Michael D. Garrick, PhD, professor of biochemistry, was recruited to UB in 1970 by Robert Guthrie, MD, PhD, a pioneer of newborn screening who invented a simple test for phenylketonuria (PKU). Guthrie’s lab was searching for other disorders that could be detected through neonatal screening. After joining the lab, Garrick succeeded in devising a test for sickle cell anemia. Key to his success was his collaboration with Lydia T. Wright, MD, the first African-American pediatrician in Buffalo and a tireless community activist. In 1975, New York became the first state in the nation to mandate testing for sickle cell anemia. Today, over a quarter of a million New York babies are tested annually for hemoglobin SS (abnormal type of hemoglobin), resulting in about 100 to 150 sickle-cell diagnoses a year.
Lawrence Jacobs, MD, professor of neurology, was determined to improve the lives of his patients. His resolve led to groundbreaking research on multiple sclerosis (MS)—most notably the development of Avonex (interferon beta-1a), the drug most prescribed for people suffering from relapsing MS. In 2000, the Harvard Health Letter named Jacobs’ research one of the top 10 health advances of the year. As chair of the Department of Neurology, Jacobs hosted and trained scientists from around the world in his MS Clinic.
Since 1999, hundreds of thousands of premature infants have been rescued with Infasurf, an exogenous surfactant that decreases the incidence of respiratory distress syndrome and associated mortality. The drug was developed in the late 1980s and early 1990s by UB researchers Edmund A. Egan, MD, professor of pediatrics, physiology and biophysics (pictured); Goran Enhorning, MD, PhD, professor of obstetrics and gynecology; and Bruce A. Holm, PhD, professor of pediatrics, gynecology-obstetrics and pharmacology. Egan subsequently founded ONY Biotech, a neonatology pharmaceutical company, which manufactures Infasurf and is a leader in creating other products for the treatment of premature infants.
L. Nelson (“Nick”) Hopkins III, MD, SUNY Distinguished Professor of neurosurgery and radiology, and chair of the Department of Neurosurgery from 1989 to 2013, was among the first neurosurgeons to apply minimally invasive endovascular techniques to the treatment of cerebrovascular disorders.
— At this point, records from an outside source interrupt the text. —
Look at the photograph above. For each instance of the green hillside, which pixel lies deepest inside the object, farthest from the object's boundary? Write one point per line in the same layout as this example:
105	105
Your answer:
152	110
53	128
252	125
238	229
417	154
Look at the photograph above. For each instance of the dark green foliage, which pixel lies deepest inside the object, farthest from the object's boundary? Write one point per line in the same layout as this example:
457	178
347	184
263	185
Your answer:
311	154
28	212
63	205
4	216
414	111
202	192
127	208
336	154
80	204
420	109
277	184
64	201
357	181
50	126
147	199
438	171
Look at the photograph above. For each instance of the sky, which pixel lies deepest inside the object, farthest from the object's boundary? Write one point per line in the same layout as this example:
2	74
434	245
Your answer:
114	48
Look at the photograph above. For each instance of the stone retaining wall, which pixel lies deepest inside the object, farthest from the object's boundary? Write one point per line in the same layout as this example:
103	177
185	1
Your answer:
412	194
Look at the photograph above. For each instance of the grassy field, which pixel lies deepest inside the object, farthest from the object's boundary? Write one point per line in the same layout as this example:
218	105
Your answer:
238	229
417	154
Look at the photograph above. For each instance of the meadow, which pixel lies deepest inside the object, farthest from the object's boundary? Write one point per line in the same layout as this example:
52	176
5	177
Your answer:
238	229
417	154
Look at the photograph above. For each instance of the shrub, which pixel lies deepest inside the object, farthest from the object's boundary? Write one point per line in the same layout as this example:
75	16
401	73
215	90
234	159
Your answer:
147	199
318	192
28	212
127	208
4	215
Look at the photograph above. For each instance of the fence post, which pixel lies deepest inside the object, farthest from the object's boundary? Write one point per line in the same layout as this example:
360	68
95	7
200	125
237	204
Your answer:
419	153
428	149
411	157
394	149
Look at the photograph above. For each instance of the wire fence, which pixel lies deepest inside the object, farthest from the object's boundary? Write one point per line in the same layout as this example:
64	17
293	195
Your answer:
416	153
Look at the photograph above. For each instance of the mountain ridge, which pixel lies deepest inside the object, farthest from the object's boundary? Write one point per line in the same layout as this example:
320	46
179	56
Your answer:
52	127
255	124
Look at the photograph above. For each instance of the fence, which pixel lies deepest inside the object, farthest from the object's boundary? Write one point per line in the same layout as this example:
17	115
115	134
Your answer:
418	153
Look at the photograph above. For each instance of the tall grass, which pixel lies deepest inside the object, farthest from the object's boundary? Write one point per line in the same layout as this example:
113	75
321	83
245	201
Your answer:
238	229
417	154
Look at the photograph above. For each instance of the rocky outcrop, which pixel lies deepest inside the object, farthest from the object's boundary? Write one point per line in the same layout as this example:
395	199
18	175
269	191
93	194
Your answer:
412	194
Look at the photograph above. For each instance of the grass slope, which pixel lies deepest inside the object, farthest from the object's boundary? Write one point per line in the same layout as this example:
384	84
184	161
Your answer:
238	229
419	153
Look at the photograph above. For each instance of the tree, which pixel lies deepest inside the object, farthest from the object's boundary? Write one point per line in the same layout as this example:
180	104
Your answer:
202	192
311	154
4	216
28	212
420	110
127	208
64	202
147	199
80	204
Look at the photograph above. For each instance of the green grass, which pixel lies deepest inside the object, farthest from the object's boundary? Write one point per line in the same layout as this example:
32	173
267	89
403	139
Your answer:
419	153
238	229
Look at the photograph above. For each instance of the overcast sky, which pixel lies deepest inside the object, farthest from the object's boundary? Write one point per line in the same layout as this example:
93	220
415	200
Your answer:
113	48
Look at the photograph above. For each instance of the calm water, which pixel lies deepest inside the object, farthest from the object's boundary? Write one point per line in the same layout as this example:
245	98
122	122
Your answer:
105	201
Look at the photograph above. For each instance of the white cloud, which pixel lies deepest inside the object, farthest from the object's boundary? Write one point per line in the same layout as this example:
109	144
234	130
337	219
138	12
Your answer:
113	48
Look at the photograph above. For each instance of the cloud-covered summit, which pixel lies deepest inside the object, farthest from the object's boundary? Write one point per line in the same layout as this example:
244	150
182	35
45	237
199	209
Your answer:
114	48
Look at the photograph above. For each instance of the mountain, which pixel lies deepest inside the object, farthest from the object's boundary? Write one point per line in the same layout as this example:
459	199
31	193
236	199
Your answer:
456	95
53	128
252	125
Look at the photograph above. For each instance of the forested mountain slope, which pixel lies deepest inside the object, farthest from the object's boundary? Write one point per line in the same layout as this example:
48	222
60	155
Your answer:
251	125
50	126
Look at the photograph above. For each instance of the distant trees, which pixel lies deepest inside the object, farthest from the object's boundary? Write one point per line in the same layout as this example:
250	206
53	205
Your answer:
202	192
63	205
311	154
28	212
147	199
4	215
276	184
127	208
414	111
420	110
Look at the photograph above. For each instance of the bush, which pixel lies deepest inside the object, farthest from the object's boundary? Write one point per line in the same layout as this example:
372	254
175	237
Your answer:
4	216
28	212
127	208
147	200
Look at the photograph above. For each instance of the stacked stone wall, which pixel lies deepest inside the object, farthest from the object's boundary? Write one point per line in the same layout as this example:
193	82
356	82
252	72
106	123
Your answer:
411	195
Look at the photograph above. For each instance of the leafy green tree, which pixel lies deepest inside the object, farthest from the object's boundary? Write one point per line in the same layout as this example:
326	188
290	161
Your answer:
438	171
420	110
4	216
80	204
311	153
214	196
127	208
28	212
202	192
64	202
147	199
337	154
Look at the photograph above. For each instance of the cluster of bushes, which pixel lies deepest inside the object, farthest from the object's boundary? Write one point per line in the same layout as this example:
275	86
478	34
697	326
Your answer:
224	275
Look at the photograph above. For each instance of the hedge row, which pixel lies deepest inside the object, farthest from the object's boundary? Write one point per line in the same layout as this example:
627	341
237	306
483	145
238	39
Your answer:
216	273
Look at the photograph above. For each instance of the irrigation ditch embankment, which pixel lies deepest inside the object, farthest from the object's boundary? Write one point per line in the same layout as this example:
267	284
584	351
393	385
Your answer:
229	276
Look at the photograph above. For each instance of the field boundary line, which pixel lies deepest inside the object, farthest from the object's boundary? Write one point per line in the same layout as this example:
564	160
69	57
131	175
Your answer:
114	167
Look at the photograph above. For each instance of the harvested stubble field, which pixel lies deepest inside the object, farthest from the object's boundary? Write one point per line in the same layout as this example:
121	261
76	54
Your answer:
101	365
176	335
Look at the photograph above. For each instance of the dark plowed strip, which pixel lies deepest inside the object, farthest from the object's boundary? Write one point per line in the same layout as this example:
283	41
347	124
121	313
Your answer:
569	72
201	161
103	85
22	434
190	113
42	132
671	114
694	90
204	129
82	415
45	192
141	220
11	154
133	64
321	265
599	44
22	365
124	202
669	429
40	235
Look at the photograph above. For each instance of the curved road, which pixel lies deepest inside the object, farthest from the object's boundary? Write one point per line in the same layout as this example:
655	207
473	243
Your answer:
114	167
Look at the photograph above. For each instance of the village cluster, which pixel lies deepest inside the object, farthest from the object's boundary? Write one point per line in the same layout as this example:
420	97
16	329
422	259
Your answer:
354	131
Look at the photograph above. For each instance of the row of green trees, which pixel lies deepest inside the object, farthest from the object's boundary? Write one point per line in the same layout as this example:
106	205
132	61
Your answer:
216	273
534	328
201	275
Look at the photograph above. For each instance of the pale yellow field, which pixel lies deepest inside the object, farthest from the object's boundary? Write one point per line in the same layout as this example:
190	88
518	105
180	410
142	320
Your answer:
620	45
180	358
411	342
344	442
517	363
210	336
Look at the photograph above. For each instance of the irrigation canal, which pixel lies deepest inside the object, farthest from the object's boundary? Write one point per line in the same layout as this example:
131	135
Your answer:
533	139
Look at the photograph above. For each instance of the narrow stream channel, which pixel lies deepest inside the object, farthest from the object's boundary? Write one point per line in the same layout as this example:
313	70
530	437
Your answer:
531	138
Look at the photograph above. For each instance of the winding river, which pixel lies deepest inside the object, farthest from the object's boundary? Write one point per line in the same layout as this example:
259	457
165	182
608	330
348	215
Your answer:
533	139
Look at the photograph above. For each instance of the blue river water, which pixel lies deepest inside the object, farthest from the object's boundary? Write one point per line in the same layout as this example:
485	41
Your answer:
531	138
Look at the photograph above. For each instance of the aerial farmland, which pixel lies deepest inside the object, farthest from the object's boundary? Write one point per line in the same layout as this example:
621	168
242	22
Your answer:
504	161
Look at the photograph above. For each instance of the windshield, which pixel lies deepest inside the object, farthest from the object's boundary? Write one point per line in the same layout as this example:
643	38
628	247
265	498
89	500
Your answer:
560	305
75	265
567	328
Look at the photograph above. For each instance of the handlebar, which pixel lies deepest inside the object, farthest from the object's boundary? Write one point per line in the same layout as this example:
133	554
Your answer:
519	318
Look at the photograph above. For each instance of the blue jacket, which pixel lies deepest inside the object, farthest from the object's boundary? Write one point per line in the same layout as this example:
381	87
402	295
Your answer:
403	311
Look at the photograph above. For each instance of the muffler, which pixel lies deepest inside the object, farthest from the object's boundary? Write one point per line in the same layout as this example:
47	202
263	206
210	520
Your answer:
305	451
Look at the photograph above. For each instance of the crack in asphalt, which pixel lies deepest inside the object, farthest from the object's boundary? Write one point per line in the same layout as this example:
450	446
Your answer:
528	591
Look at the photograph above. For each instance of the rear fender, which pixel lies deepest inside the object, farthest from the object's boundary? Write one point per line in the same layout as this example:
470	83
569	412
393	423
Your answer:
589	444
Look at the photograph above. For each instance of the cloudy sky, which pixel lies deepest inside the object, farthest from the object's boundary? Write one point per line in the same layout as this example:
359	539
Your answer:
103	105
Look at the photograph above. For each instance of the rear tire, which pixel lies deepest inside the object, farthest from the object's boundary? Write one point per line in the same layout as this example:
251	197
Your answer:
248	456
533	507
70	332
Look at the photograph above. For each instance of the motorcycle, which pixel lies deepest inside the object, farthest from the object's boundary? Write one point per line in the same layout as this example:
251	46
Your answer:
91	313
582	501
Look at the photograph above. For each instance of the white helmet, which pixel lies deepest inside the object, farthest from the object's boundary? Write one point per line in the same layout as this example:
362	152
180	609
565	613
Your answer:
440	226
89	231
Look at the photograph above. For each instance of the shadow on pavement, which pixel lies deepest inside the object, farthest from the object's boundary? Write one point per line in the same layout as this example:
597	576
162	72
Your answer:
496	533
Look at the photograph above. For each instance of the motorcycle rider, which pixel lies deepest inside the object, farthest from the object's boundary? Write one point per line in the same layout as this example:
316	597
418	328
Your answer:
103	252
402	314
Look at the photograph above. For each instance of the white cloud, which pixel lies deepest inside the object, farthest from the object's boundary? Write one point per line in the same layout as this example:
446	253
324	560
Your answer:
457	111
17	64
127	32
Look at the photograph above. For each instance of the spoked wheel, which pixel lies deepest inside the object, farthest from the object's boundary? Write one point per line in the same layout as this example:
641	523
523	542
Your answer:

In the mid-1970s, he pioneered the adaption of existing endovascular technologies, originally designed for cardiology, to suit the more delicate vessels of the brain.
An advocate of cross-specialty collaboration, Hopkins fostered the creation of UB’s Toshiba (now Canon) Stroke & Vascular Research Center. He also was a lead visionary for and founder of Kaleida Health’s Gates Vascular Institute (GVI) and the Jacobs Institute (JI), co-located on the Buffalo Niagara Medical Campus along with UB’s Clinical and Translational Research Center.
In the mid-1990s, Bradley Fuhrman, MD, a UB professor of pediatrics and anesthesia, developed a revolutionary technique called partial liquid ventilation (PLV) to treat respiratory distress syndrome, a common, often fatal complication in premature infants.
Prior to the development of PLV, treatment involved increasing the pressure and oxygen concentration inside a baby’s lungs in an effort to force more oxygen into the blood stream, sometimes resulting in permanent lung damage.
PLV introduces an oxygen-rich liquid called perflubron into the baby’s lungs. The liquid allows the lungs to inflate with less pressure than air, and permits oxygen and carbon dioxide to pass through the air sacs and into the blood stream more easily and efficiently. Reaching this milestone took approximately 30 years. One of the major barriers to clinical application around the world was the fact that liquid breathing required a highly specialized ventilator. Fuhrman simplified the entire process by discovering a way to apply liquid breathing using a standard hospital ventilator.